I looked down, surprised to find my knuckles white around the tumbler. I set it down, flexing my fingers.
“My parents were married for years before they divorced,” I said after a moment. “They hated each other. My father cheated constantly. My mother drank. They stayed together for appearances, for business connections, for tax benefits. Theynever loved each other. Not really. And my grandfather ruined Gram’s life when he left her.”
“So your sample size for marriage are two shitty examples, and you’ve decided the whole concept is invalid?” Kris asked. “That’s like eating two bad burritos and declaring all Mexican food is poison.”
“It’s not just my parents. Look around. Half of marriages end in divorce. The other half are just people too stubborn or too scared to admit they made a mistake.”
“Or,” Chance countered, “they’re people who found someone they genuinely want to build a life with. Who choose each other, every day, even when it’s hard. Especially when it’s hard.”
I didn’t have a response for that. The certainty in his voice made something twist uncomfortably in my chest.
“I have to call her,” I said abruptly, pulling out my phone.
“That’s probably not the best idea right now,” Morgan cautioned. “You’re upset, she’s upset. Give it some time.”
“How much time?” I demanded. “She thinks I’m a heartless asshole who used her for sex.”
“Well, did you?” Kris asked bluntly.
“No! It wasn’t like that. It was... good. She’s the easiest person to be around. I just… I wasn’t using her.”
“Well, it sounded like it,” Chance said.
I ran a hand through my hair, struggling to find the words. “I mean yes, she’s beautiful. And she calls me on my crap and doesn’t back down. She makes me laugh. She makes me think. She makes me want to be... better.”
The three of them exchanged looks that were far too knowing for my comfort.
“What?” I demanded.
“Nothing,” Kris said, poorly suppressing a smile. “Just listening to you not being in love.”
“Shut up.”
My phone buzzed in my hand, and my heart leapt embarrassingly, hoping it might be Anica. Instead, it was a text from Erika.
Checking in on the bride hunt. Any progress?
I stared at my phone for a long moment before taking a deep breath. The bet. The deadline. The whole reason I’d hired Anica in the first place.
“The bet is off,” I announced, setting down my phone and picking up the drink again.
“What?” Morgan blinked at me. “You’re giving up? Just like that?”
“I’m not giving up,” I corrected. “I’m acknowledging that it was a stupid idea from the start. You guys win. Congratulations. I’ll transfer the money today.”
“Hold on,” Chance held up his hand. “This isn’t about the money, Cal. It never was.”
“Then what was it about?” I challenged.
“It was about trying to prove to us your fucked up notion about love not existing. I think your exact words were that ‘love is a sham.’ You wanted to prove that it didn’t exist and that you could control everything, even something as unpredictable as relationships. That you could approach marriage like a business transaction and avoid getting hurt.”
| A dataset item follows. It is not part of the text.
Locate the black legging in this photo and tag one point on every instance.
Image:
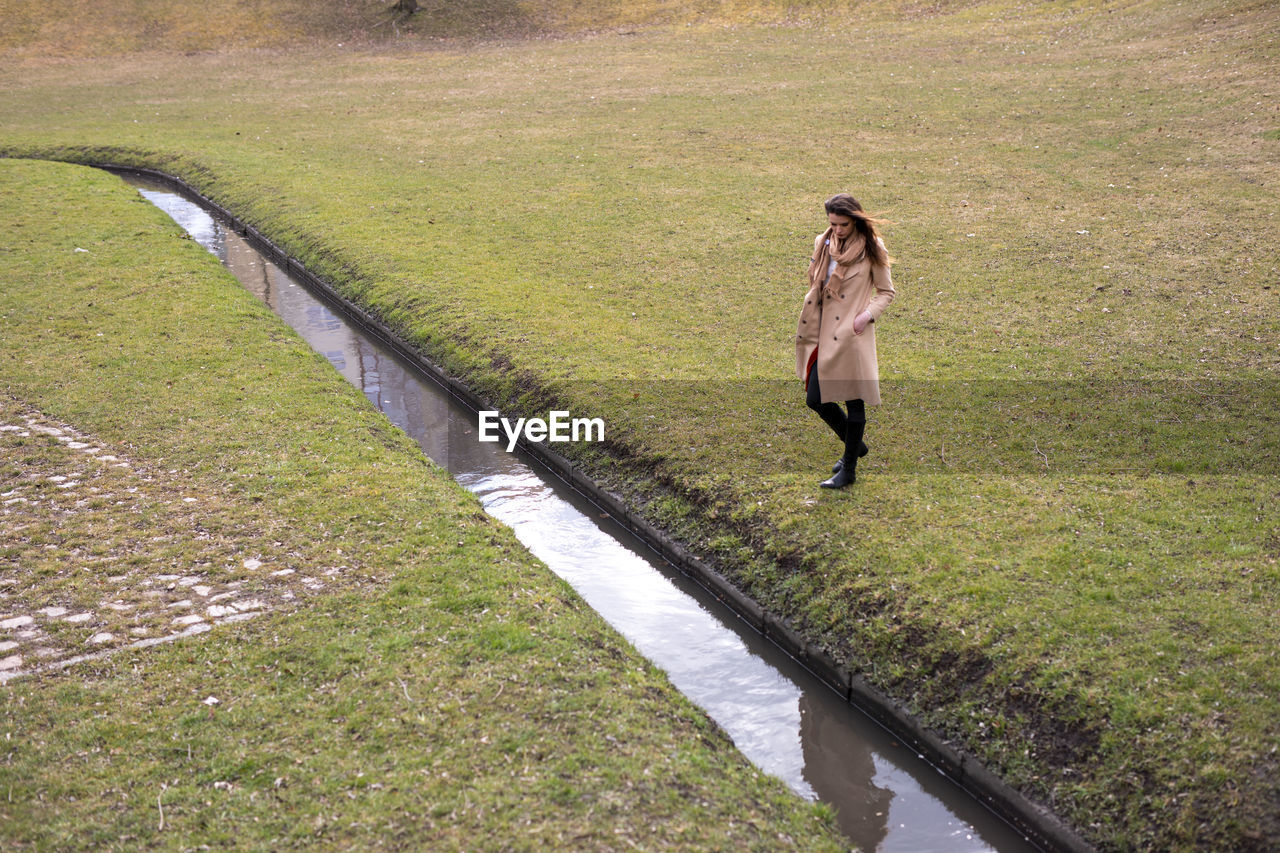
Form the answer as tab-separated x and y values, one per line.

I stared at him. “Yeah well?—”
“And now you’re walking away because you realized you can’t control how you feel about Anica, and it scares the shit out of you because you might actually be falling for her.”
“Free falling without a parachute, I’d say,” Kris added.
Shit. Were they right? I’d spent my entire adult life building walls, constructing a carefully controlled environment where I could dictate the terms of every interaction. And then Anicahad walked in, with her emergency kits and her judgmental eyebrows and her absolute refusal to be impressed by me, and those walls had started to crumble.